Born to an Armenian family in Sofia, Bulgaria, he moved to Beirut, Lebanon, with his family in 1959. He attended the Haigazian College on a full scholarship. He emigrated to the United States in 1961 and studied at Columbia University, working at the same time as a taxi driver. He received a master's degree in nuclear engineering from Columbia and began, but did not complete, a PhD in nuclear physics. In 1969, he co-founded what became the software sorting company Syncsort. He later served as its chief executive and was a majority shareholder.
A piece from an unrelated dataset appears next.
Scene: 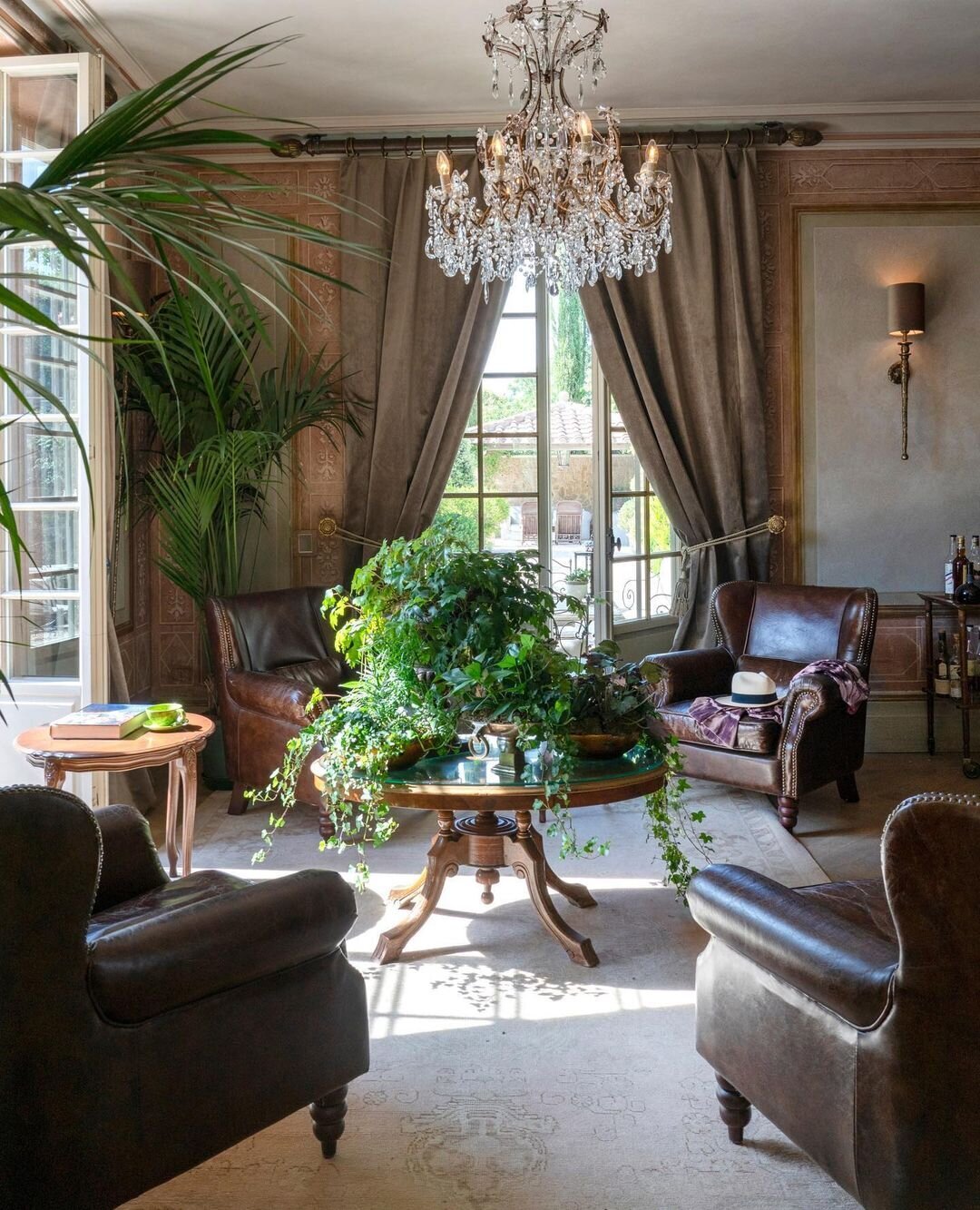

He established the Tavitian Foundation in 1995, which conducts philanthropic activities related to education and peace, particularly in Armenia, and to the arts.

In 2004, Tavitian began amassing a personal art collection which mainly consisted of the works of old masters and included a large number of portraits dating from about 1450 to 1850. He kept the works in his two houses in Stockbridge, Massachusetts, and New York City.

Tavitian was diagnosed with cancer in 2019 and died of septic shock in April 2020. Through the Aso O. Tavitian Foundation, he left 331 works of art—valued at hundreds of millions of dollars in total—to the Clark Art Institute, along with $45 million for the construction of a new wing to house the collection. The new building is set to open in 2028. A selection of the collection is on display at the Clark from June 2026 to February 2027.

== Personal life ==
Tavitian's first wife, Arlene, died in 2002. He met his partner, Isabella Meisinger, in 2004. He had no children.